Monday, March 09, 2020

Buyer Beware: Floodplain Housing Is Overvalued

Did you pay too much for your house? If it's located in a flood plain, chances are you did, according to a National Bureau of Economic Research study. "Floodplain homes in the US are currently overvalued by a total of $34B, raising concerns about the stability of real estate markets as climate risks become more salient and severe."

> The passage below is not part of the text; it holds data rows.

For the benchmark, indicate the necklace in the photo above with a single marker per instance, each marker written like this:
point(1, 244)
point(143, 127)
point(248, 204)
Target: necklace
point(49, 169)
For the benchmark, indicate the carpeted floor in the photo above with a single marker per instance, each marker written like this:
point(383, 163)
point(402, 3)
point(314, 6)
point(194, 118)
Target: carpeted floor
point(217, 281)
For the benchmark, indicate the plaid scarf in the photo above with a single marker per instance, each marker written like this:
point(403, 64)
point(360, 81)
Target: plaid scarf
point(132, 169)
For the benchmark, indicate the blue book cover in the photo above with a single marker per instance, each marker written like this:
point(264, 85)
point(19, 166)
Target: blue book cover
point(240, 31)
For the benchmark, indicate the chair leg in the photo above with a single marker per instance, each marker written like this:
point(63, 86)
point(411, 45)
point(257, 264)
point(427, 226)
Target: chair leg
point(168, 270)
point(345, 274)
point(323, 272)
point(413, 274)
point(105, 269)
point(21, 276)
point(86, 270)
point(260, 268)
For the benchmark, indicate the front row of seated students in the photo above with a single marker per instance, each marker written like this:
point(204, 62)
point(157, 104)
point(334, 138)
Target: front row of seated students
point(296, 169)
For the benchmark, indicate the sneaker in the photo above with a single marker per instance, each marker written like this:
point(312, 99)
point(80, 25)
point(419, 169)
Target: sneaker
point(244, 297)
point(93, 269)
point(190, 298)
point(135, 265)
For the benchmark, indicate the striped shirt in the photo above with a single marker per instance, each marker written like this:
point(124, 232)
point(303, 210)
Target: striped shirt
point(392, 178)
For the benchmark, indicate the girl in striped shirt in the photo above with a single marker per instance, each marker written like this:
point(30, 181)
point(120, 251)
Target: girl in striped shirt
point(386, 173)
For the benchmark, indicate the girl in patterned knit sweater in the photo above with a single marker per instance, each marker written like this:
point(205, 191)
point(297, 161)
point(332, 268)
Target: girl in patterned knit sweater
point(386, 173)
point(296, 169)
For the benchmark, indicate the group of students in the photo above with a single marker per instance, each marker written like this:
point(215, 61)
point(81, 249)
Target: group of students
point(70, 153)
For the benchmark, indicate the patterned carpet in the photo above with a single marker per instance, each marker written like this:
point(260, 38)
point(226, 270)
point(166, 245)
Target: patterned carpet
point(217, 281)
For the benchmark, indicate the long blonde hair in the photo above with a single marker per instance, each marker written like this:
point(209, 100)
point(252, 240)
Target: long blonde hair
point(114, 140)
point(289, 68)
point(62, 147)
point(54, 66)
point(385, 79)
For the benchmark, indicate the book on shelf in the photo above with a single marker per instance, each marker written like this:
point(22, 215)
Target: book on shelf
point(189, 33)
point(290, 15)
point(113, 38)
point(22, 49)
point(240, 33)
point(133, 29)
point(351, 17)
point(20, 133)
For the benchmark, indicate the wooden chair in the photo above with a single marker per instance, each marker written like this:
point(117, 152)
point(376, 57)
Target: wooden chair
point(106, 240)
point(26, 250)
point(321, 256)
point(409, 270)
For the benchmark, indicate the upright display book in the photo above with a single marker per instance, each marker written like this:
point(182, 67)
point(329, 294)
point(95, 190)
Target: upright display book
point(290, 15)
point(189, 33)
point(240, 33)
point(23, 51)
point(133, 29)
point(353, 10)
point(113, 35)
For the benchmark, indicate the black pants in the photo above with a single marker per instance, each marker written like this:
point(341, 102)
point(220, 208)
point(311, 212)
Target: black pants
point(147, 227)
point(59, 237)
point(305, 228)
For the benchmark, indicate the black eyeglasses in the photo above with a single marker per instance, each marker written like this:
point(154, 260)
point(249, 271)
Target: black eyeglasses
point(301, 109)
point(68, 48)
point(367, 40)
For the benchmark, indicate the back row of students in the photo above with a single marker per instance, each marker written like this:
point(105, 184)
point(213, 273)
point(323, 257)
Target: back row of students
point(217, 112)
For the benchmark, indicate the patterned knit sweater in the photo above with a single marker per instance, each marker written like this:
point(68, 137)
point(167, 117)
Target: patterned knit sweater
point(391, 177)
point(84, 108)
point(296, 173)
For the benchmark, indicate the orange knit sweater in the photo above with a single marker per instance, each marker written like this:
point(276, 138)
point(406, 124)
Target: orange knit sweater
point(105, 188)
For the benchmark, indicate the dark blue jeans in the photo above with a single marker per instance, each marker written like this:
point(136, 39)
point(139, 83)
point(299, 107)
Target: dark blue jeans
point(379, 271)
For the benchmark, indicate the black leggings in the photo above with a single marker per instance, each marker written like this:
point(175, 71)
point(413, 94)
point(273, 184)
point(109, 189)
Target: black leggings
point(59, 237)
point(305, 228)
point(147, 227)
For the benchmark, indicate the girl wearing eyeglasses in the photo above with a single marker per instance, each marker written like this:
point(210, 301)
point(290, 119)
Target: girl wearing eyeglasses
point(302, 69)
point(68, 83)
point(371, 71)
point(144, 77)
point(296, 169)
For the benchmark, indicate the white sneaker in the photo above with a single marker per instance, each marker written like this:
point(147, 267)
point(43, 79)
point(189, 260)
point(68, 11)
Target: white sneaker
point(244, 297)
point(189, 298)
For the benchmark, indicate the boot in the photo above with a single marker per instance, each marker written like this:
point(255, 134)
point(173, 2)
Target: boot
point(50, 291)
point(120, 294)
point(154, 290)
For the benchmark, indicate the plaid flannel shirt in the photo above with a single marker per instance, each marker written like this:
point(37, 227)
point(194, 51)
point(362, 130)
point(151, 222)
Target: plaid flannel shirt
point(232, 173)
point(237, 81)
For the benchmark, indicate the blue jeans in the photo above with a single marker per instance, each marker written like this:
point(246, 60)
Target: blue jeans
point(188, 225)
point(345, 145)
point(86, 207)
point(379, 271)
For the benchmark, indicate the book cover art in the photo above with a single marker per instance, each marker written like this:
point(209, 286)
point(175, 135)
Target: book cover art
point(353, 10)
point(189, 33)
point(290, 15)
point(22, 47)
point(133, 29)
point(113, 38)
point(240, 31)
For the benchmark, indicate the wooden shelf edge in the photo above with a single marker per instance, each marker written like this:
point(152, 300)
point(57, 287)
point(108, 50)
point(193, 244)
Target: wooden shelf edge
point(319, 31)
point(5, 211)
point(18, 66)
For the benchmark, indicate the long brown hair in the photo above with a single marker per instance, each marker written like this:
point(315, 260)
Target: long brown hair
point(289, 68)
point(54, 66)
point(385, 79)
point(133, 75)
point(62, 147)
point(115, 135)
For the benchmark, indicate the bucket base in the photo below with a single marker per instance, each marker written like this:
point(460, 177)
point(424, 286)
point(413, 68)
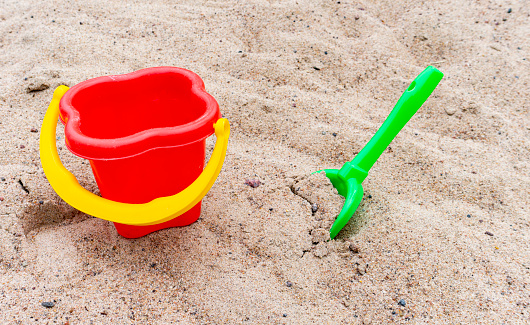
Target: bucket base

Researchers Miyuki Hino and Marshall Burke matched FEMA's floodplain maps of 1,289 counties with CoreLogic's property sales data from 1996 through 2017. The results "show little evidence that information about flood risk is fully priced in property markets," they report. But in states with strict real estate disclosure laws, there is a floodplain discount because buyers are better informed. In states with the strictest disclosure laws—those requiring sellers to notify buyers if a property is in a floodplain, if it has been damaged in a flood, and the cost of flood insurance—the flood zone discount is -4.1 percent. Most states do not have strict floodplain disclosure laws, however, so buyer beware.

"Our findings suggest that many of the 3.8 million floodplain homes in the US are over-valued and that development in the floodplain likely exceeds what would be observed if asset prices fully reflected information about flood risk," the researchers conclude. "The additional risk created by these investments is likely growing due to climate change and the long-lived nature of housing and infrastructure."